Come scegliere nella pratica: 3 domande

1. I task dipendono l'uno dall'altro?
  • Sì, in sequenza → Sequential
  • Sì, ma diversi specialisti → Operator
  • No → Split-and-Merge
2. Il progetto dura più di una sessione?
  • Sì, con ruoli distinti → Agent Teams
  • No → uno dei tre sopra
3. L'esecuzione deve essere automatica?
  • Sì, con trigger e nessun intervento umano → Headless (wrapper su qualsiasi pattern)

---

Errori comuni da evitare

Sovra-ingegnerizzare: non usare Agent Teams per task che si completano in 20 minuti.

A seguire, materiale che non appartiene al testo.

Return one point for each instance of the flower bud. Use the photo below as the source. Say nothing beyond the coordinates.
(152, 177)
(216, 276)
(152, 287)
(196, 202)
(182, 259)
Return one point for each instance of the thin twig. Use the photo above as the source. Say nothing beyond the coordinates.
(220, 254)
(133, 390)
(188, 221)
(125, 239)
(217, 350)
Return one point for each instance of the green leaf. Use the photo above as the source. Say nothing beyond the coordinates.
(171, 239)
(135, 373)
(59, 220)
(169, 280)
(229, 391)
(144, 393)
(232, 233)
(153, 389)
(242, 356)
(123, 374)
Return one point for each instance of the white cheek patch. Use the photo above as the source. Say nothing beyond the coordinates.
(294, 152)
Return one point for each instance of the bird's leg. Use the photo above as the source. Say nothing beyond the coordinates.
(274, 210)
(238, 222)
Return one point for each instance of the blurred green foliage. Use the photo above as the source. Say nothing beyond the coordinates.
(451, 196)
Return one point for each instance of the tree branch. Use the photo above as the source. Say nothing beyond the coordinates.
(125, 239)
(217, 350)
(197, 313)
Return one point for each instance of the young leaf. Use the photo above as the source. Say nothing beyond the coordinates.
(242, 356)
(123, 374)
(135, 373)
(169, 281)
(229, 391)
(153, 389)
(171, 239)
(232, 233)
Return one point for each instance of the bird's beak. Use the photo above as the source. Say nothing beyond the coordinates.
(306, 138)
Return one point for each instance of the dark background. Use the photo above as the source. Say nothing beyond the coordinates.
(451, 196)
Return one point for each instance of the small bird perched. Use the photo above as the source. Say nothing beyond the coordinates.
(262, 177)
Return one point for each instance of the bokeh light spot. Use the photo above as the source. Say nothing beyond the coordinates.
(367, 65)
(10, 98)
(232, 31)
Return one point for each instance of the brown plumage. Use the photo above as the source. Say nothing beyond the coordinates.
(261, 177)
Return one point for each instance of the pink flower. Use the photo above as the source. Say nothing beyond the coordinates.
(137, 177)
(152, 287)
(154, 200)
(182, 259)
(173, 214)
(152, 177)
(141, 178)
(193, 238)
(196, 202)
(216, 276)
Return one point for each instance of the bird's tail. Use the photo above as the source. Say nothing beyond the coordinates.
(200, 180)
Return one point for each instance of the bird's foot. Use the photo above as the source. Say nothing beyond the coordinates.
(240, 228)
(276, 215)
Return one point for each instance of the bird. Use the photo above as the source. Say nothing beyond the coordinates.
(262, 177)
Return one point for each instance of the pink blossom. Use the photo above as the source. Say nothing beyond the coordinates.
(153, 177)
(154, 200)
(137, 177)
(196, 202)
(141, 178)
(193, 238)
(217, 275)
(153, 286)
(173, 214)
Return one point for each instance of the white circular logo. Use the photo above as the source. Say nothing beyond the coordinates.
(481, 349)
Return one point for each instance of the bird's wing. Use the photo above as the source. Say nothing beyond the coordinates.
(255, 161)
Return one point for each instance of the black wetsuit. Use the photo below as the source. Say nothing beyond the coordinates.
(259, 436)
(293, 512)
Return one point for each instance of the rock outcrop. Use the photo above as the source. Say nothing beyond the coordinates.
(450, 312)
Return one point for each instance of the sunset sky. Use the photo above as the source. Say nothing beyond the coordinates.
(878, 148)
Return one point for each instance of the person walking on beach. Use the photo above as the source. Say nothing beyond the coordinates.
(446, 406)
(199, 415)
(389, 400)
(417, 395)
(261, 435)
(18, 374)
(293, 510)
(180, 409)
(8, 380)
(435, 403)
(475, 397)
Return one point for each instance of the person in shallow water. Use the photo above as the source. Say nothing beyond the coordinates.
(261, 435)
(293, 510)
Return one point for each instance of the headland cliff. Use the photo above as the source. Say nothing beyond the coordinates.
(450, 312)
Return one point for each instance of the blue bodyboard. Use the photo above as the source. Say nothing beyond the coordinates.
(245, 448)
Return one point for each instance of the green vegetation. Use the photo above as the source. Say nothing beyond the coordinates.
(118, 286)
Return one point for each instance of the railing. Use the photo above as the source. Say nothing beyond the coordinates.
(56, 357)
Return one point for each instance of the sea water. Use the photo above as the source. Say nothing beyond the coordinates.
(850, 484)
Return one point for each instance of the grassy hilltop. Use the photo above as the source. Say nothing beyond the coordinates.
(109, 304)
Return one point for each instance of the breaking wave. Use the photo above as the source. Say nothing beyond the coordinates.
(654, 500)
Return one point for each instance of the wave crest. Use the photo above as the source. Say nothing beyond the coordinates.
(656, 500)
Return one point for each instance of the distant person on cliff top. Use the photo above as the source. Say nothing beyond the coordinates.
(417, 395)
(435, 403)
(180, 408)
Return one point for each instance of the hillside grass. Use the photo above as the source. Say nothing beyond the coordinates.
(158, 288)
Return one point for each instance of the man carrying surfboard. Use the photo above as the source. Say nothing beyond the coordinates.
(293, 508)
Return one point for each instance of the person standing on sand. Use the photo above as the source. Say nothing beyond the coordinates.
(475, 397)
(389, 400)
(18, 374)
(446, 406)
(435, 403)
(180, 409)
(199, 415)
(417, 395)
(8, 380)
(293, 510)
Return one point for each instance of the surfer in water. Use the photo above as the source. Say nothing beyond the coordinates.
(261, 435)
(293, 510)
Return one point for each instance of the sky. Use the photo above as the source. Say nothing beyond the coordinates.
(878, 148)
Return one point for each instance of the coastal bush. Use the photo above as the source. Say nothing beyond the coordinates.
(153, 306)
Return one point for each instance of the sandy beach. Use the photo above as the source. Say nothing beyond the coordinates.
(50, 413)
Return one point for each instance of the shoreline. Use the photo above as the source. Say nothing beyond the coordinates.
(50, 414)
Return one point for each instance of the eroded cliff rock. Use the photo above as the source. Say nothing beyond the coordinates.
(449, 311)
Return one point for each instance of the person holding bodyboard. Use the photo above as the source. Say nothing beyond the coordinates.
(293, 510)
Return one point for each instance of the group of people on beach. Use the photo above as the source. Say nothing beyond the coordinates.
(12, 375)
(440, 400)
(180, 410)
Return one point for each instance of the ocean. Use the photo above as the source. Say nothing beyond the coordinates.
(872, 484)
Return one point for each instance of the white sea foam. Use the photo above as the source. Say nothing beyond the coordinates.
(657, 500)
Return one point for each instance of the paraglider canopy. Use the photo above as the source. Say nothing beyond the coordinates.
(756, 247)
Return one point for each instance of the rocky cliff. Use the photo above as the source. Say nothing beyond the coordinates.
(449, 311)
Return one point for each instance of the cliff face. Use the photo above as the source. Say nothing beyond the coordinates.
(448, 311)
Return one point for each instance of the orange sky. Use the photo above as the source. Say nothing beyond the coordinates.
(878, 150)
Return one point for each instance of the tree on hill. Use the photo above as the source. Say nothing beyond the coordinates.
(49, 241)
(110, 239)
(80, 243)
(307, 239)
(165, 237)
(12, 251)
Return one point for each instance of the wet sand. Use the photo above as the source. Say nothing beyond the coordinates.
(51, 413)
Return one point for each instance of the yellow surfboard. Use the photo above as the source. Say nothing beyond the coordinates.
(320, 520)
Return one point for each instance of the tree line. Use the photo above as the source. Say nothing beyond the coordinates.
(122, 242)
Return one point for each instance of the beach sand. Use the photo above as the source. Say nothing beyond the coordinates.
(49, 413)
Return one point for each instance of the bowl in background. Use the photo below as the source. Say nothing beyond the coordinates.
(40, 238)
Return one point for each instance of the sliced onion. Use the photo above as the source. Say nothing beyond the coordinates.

Il 70% dei casi reali si risolve con Sequential o Operator. Headless senza dry run: prima di abilitare azioni reali, fai sempre girare il workflow in modalità log-only per verificare che l'agente faccia esattamente quello che vuoi. Split-and-Merge su task dipendenti: se stai scrivendo un documento coerente, i capitoli si influenzano a vicenda. Usare Split-and-Merge produce testo frammentato e incoerente. Operatori senza contratto chiaro: l'operatore deve sapere esattamente cosa può delegare e cosa no. Istruzioni ambigue producono sotto-agenti che "interpretano" in modo creativo — raramente nel senso che volevi.

---

Conclusione

I cinque pattern agentici di Claude Code non sono tecnologia futura: sono disponibili oggi e risolvono problemi reali. La differenza tra chi ottiene risultati concreti e chi resta bloccato non è la complessità del setup — è la chiarezza nella scelta del pattern giusto per il task giusto.

Inizia da Sequential. Aggiungi complessità solo quando il pattern più semplice mostra i suoi limiti.